Las cinco de la mañana
El humo asomaba por encima de la colina, arrastrado por un viento que no hacía ruido. Miró hacia abajo y vio unos ojos que brillaban, prestos a llorar a la primera palabra. Que no se dijo. Se incorporó en su caballo negro cubierto de sudor y lo dirigió al paso hacia la cima de la colina.
Caballo y jinete avanzaban cabizbajos conscientes del destino que les esperaba, casi con total seguridad. Su silueta resignada se recortaba contra la luz rojiza de los fuegos del valle que quedaba a sus pies.
El olor acre de madera y carne quemadas hizo resoplar al caballo. Él se abrochó la hombrera de su armadura de cuero, se ajustó en vendaje de su brazo izquierdo y sintió una punzada de dolor. Acarició la crin a su compañero de batalla y le susurró:
-Una vez más, amigo, una vez más… démosles tiempo.
Miró hacia atrás una vez más y sus ojos suplicaron.

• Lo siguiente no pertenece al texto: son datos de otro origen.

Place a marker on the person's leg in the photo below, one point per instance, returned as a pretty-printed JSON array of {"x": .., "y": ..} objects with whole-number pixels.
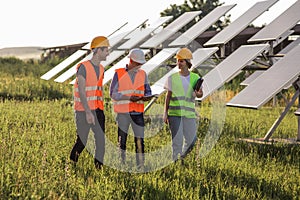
[
  {"x": 123, "y": 121},
  {"x": 176, "y": 128},
  {"x": 82, "y": 129},
  {"x": 138, "y": 125},
  {"x": 189, "y": 133},
  {"x": 99, "y": 130}
]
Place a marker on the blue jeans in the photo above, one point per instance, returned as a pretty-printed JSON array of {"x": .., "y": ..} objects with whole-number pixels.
[
  {"x": 182, "y": 128},
  {"x": 137, "y": 123},
  {"x": 83, "y": 129}
]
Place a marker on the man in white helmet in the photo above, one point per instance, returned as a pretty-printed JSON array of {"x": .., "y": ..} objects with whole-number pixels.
[{"x": 129, "y": 89}]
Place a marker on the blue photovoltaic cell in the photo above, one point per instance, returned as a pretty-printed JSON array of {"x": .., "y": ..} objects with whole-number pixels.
[
  {"x": 230, "y": 67},
  {"x": 140, "y": 34},
  {"x": 287, "y": 20},
  {"x": 240, "y": 23},
  {"x": 270, "y": 83},
  {"x": 201, "y": 26},
  {"x": 171, "y": 29}
]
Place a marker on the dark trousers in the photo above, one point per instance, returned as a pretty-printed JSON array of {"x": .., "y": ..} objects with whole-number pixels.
[
  {"x": 83, "y": 129},
  {"x": 137, "y": 123}
]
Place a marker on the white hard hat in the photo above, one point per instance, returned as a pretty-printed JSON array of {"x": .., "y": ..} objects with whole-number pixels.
[{"x": 137, "y": 55}]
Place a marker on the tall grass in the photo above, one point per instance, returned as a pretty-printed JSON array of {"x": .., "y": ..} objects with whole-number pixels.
[{"x": 37, "y": 132}]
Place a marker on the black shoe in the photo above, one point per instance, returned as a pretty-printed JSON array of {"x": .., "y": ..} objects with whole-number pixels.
[{"x": 98, "y": 164}]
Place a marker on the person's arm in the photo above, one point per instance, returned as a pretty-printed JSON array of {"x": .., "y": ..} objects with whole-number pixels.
[
  {"x": 168, "y": 87},
  {"x": 147, "y": 91},
  {"x": 81, "y": 88},
  {"x": 199, "y": 93},
  {"x": 166, "y": 107}
]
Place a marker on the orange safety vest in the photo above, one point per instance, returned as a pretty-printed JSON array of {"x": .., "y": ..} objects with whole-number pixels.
[
  {"x": 127, "y": 88},
  {"x": 93, "y": 88}
]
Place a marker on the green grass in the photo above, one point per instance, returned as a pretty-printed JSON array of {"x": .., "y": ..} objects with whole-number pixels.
[
  {"x": 37, "y": 136},
  {"x": 37, "y": 132}
]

Tres sombras bajaron la cabeza y partieron en dirección contraria tanrápido como les permitía el peso de su escaso equipaje.
Silbó.
Al momento apareció un enorme mestizo de mastín con la cara cubierta de sangre y un ojo cerrado y ensangrentado, se colocó a su lado y ladró moviendo el rabo mientras lo miraba con su único ojo útil.
El jinete respiró hondo y sus pulmones se llenaron de aroma de batalla.
Azuzó a su caballo y partió al galope colina abajo lanzando un grito de rabia y desesperación, la espada mellada en la mano derecha y un dolor lacerante en el brazo izquierdo que apenas le permitía sujetar las riendas. Galopaba ciego de ira hacia la batalla que estaba perdida desde hacía horas. Apenas quedaban compañeros luchando, habían caído casi todos a manos del enemigo.
Pero no había alternativa, las hordas hostiles habían matado todo lo que respiraba ahí detrás, había que retrasarlos lo máximo posible.
Se lanzó en tromba contra un grupo de unos 15 soldados de infantería enemigos que luchaban contra cuatro jinetes lanceros amigos, derribando a tres de ellos en el lance. Hizo girar al caballo y volvió a atacar al mismo grupo, gritando como un poseso, y abatió a otro enemigo más antes de que su caballo cayese de bruces con una lanza enemiga clavada en el pecho, haciéndole caer unos cinco metros más adelante y perdiendo su espada.
Dos enemigos corrieron con sus espadas en alto dispuestos a acabar con su vida, pero uno de ellos cayó con el cuello atravesado por la lanza de un jinete de la resistencia, pero el otro no cejó en su empeño.
El brazo le ardía y podía sentir la sangre resbalando hacia sus dedos. Intentó incorporarse pero el golpe lo había dejado mareado y no era capaz de mantener el equilibrio. El soldado enemigo corría imparable hacia él y él lo podía ver como si viniese a cámara lenta. Los momentos previos a la muerte se viven así, pensó.
De repente se oyó un gruñido animal, unos ladridos feroces y el sonido de unas grandes patas a la carrera.
Sintió una sensación húmeda y cálida en la cara, cerca de los ojos y la nariz y…
¡Joder, Trufo, ahora no, que son las cinco de la mañana! ¡No muevas tanto el rabo y recoge la lengua que no pienso jugar contigo!